How safe are cruise ships?
Filed under: Antarctica, Environment, My Last Continent, Oceans
One of the reasons it took me a decade to write My Last Continent is that at the center of a story is a massive shipwreck; since they are very uncommon I wasn’t sure how credible my narrative would be — in fact, cruise ships are actually very safe (a study by G.P. Wild referenced in this article noted that while cruise-ship capacity increased 55 percent over the last decade, the number of “operational incidents” declined 37 percent, and man-overboard incidents dropped 35 percent).
Still, as I learned during my research, anything can go wrong on a cruise ship — and often does. It was when the Costa Concordia sank in 2012 that I finally realized my fictional Antarctic shipwreck was not only plausible but all too possible. And so I (finally) finished the novel.
As this article reminded me, while cruises are generally safe, it’s wise to take precautions and to consider such things as not only where your muster station is but how to find your kids, your partner; what to do if you can’t get there. It’s nothing anyone wants to think about when starting a vacation — but it could make all the difference.
When I was in Antarctica on a small ship many years ago, I was struck by the onboard naturalists’ worry about the much larger cruise ships making the journey. These massive ships were far too large for search-and-rescue operations, should anything go wrong — after all, at the bottom of the earth, how can several thousand people be rescued when there aren’t enough humans (or boats) for miles? when you are separated from civilization by the wildest seas on earth?
This is great material for fiction, of course, but it’s also a reality that everyone traveling to Antarctica should consider. In 2007, a tourist expedition ship, the MV Explorer, did sink in Antarctica — but thanks to having only about a hundred passengers, as well as having another ship nearby to take them on, all were safe. But if the weather conditions had not been favorable, if the Norwegian ship had not been nearby to take on the stranded passengers — or if the ship carried thousands of passengers, as the fictional Australis does in My Last Continent, this incident could’ve looked a lot more like the disaster in the novel.
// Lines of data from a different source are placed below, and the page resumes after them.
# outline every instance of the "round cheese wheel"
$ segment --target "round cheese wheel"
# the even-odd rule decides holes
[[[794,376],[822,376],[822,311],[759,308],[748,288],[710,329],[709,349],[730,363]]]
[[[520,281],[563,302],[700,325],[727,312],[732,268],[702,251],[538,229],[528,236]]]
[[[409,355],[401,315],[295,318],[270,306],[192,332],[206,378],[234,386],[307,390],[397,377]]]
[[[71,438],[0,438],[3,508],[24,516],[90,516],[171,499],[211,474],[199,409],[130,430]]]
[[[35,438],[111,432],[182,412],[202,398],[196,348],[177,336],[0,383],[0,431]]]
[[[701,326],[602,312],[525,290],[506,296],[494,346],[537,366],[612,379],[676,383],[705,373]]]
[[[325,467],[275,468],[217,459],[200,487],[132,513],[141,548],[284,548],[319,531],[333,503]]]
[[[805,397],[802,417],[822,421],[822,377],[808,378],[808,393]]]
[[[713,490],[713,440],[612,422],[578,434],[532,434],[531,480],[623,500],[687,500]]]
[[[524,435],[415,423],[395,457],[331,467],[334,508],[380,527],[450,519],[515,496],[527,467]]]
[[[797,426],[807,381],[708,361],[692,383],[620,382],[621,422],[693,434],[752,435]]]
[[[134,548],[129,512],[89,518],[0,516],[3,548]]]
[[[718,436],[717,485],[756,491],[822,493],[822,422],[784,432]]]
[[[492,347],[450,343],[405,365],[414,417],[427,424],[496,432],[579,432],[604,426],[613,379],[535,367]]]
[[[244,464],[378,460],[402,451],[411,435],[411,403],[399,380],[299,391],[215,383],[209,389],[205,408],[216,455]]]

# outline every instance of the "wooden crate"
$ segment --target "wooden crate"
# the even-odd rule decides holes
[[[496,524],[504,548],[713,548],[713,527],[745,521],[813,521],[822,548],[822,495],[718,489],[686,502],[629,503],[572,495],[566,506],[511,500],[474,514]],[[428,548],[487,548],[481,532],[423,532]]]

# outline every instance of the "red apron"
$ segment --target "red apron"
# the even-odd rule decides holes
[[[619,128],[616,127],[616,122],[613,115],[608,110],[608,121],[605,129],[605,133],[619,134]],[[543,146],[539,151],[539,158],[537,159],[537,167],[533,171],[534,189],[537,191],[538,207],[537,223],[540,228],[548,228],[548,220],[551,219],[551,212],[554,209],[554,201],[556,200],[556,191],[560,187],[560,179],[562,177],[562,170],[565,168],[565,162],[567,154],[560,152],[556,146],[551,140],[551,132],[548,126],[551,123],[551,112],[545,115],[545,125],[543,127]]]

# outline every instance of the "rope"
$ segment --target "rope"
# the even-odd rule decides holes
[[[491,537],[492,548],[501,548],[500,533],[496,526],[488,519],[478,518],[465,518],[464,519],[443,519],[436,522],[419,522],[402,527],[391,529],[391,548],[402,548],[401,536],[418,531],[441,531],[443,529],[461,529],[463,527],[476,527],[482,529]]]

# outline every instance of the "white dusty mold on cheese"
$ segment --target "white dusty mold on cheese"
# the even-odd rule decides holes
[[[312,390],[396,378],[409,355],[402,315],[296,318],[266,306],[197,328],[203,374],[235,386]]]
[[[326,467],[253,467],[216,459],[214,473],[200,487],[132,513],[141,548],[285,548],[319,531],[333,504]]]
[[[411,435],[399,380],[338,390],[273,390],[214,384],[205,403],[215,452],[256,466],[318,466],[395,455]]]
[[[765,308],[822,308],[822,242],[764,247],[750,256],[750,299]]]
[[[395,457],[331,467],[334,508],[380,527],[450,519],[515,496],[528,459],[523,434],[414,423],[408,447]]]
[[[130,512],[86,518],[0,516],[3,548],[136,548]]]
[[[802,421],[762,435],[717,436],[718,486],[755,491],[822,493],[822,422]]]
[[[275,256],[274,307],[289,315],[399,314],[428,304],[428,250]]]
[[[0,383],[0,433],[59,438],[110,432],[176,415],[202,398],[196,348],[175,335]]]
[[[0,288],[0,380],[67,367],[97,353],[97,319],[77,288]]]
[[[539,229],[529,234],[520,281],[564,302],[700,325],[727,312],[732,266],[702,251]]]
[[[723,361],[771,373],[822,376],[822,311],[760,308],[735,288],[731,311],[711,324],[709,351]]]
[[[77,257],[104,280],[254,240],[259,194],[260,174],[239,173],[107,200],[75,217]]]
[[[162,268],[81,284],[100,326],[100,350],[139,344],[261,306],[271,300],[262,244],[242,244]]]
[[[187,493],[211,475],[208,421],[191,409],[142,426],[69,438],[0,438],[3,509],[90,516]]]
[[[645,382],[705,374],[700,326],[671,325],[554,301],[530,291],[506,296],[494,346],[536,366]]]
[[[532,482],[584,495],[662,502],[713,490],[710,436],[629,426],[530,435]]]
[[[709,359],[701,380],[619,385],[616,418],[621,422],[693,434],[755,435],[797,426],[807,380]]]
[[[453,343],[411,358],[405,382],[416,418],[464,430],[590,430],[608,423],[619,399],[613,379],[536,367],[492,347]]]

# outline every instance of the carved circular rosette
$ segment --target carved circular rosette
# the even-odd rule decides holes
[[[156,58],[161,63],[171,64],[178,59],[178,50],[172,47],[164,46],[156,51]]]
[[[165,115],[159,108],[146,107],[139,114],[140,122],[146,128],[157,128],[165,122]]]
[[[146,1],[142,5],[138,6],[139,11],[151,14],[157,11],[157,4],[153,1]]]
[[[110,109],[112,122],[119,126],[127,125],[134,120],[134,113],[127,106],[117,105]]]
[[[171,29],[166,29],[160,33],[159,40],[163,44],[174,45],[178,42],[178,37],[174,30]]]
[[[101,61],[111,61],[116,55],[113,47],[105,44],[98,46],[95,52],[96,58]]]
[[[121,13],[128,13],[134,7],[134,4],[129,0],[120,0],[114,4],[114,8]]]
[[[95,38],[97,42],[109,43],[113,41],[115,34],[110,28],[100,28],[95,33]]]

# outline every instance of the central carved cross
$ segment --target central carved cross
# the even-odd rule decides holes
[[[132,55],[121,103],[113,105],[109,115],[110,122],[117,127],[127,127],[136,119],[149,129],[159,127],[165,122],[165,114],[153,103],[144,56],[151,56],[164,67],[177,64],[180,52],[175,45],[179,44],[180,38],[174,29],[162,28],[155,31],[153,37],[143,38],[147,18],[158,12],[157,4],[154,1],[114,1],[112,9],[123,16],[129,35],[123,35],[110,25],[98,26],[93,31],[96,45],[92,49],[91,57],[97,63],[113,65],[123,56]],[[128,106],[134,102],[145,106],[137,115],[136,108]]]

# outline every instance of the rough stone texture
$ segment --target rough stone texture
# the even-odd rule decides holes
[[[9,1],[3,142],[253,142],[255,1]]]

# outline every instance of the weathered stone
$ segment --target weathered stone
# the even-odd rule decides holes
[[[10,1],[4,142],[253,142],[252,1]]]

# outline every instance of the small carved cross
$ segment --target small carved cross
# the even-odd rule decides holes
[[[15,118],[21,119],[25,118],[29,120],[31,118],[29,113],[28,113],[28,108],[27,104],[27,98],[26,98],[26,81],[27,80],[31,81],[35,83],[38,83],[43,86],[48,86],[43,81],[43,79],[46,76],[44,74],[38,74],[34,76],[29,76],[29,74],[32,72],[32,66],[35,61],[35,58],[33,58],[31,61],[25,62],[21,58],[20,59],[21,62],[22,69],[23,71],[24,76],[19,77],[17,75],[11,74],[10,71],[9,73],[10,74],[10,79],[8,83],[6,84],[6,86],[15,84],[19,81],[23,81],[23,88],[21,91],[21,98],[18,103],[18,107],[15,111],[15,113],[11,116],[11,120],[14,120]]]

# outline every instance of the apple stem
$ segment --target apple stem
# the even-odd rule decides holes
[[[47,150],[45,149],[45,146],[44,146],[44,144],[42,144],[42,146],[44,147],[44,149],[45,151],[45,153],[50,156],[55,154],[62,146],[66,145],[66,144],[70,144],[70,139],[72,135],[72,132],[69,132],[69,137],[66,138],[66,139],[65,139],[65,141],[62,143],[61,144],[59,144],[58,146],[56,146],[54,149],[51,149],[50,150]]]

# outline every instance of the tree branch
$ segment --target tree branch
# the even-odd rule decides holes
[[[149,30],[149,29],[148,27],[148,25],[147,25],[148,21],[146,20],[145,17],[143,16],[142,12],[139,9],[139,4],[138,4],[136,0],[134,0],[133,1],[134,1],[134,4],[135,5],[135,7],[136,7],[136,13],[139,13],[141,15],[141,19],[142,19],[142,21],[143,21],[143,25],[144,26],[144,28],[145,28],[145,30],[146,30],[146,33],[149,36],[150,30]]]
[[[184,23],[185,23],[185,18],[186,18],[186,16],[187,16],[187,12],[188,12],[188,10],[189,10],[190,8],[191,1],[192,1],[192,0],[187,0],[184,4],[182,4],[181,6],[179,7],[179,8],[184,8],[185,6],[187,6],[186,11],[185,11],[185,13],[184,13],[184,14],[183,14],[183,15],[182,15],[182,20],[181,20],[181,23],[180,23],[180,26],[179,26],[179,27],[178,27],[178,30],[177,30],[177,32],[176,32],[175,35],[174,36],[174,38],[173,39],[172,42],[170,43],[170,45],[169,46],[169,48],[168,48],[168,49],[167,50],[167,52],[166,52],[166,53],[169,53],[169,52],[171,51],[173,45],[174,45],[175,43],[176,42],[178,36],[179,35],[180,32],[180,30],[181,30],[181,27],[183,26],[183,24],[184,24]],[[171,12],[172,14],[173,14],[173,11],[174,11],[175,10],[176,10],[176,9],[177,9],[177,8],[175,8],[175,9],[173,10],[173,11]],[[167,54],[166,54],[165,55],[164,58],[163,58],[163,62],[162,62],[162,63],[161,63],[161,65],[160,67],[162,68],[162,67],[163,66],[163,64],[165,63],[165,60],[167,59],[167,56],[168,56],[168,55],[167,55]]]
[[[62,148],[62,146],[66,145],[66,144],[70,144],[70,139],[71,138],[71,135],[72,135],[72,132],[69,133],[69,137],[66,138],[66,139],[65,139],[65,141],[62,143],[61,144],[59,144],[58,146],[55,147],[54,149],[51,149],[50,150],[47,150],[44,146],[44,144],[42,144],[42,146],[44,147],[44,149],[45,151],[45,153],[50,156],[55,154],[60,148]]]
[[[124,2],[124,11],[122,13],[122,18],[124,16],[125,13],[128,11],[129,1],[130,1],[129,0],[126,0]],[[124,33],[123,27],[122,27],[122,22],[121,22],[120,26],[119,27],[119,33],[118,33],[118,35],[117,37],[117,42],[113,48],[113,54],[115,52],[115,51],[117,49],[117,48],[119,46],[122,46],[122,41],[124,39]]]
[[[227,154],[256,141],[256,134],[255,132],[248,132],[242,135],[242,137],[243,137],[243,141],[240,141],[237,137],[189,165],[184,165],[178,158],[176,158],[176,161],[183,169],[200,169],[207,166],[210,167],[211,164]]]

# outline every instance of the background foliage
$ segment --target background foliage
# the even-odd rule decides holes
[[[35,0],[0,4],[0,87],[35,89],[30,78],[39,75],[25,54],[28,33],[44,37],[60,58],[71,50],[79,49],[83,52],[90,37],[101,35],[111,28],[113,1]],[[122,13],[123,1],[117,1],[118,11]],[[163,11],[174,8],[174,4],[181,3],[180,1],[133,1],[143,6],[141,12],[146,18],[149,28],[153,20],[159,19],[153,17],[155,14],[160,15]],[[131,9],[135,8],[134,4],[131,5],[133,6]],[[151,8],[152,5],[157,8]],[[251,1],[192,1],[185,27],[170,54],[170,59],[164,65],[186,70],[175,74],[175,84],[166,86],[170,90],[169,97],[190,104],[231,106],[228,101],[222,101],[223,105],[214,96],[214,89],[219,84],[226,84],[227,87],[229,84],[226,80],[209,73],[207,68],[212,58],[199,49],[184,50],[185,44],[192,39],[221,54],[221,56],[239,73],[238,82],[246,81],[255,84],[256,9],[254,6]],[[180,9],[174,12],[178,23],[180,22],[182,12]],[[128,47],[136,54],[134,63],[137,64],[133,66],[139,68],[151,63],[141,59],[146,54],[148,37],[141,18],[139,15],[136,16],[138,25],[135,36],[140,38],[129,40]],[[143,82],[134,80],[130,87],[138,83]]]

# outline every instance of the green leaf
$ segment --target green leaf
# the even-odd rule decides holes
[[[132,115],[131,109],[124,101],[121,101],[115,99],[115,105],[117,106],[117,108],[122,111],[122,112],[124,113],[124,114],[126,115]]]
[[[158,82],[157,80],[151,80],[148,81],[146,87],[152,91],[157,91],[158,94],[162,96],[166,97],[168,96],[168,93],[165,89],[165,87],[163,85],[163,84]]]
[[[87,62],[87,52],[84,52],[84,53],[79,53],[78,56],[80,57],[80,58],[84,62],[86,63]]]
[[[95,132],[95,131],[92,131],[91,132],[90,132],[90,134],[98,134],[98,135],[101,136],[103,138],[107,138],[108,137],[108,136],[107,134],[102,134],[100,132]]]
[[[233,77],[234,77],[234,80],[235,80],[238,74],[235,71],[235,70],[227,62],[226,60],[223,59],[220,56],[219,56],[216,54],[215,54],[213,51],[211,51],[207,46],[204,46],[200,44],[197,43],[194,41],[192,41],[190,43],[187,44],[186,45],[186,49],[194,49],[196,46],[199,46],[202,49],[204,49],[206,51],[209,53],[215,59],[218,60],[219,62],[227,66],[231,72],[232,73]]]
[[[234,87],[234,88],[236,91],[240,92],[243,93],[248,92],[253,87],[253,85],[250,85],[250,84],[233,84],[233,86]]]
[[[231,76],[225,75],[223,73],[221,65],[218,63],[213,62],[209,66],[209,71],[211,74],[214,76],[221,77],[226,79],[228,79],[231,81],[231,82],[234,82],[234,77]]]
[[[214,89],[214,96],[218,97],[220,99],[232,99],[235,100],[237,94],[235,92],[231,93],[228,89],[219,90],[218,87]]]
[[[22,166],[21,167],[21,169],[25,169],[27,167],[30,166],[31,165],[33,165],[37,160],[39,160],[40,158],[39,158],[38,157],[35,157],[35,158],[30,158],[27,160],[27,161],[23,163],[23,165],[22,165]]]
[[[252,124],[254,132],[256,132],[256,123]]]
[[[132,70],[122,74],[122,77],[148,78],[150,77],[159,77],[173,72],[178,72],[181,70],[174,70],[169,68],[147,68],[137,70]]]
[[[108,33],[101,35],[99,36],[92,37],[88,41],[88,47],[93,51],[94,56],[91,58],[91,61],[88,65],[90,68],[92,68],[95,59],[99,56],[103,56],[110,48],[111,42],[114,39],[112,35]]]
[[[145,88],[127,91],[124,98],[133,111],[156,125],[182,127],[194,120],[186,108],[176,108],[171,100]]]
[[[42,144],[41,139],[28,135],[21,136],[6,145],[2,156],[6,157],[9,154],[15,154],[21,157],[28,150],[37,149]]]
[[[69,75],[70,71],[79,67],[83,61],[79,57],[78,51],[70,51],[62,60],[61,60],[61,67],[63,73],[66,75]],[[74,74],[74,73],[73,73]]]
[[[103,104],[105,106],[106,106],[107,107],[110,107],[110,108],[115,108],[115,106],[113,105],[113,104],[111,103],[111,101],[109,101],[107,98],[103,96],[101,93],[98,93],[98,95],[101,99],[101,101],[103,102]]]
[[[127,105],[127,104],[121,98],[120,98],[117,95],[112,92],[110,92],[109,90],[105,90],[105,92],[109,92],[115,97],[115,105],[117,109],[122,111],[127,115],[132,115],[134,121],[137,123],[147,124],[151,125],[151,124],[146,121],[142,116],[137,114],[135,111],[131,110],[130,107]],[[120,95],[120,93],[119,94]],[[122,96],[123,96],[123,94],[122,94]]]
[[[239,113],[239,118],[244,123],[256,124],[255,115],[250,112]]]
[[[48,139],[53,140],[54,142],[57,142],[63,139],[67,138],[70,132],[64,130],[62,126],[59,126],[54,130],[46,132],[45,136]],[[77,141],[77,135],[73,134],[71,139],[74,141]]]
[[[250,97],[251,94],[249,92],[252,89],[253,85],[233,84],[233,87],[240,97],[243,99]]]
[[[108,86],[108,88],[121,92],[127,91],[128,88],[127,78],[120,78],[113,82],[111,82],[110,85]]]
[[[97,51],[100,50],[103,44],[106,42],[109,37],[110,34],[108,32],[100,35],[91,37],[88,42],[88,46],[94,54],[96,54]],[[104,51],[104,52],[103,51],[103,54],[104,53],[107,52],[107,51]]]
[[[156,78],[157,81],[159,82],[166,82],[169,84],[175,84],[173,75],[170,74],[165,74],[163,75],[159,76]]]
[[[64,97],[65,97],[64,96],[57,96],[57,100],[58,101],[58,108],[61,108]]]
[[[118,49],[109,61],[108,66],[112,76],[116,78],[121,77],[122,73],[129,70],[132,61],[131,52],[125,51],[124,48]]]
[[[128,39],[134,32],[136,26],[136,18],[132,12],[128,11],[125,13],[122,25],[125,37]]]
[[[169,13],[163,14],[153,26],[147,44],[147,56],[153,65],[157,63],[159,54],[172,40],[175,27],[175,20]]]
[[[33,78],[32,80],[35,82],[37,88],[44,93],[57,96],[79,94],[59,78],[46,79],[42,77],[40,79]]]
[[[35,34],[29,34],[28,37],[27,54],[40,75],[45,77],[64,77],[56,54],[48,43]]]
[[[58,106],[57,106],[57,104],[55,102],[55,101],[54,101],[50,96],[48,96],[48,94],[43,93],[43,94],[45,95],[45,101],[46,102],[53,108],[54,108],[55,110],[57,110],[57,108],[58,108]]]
This is not to say no one should visit Antarctica; the dangers are real, but this is part of what makes the journey a life-changing trip. Most important, I think, is to travel in the most eco-friendly way possible, especially when it comes to fragile places. Visit IAATO (International Association for Antarctic Tour Operators) for more on Antarctic tourism and for how to be an educated, environmentally conscious traveler.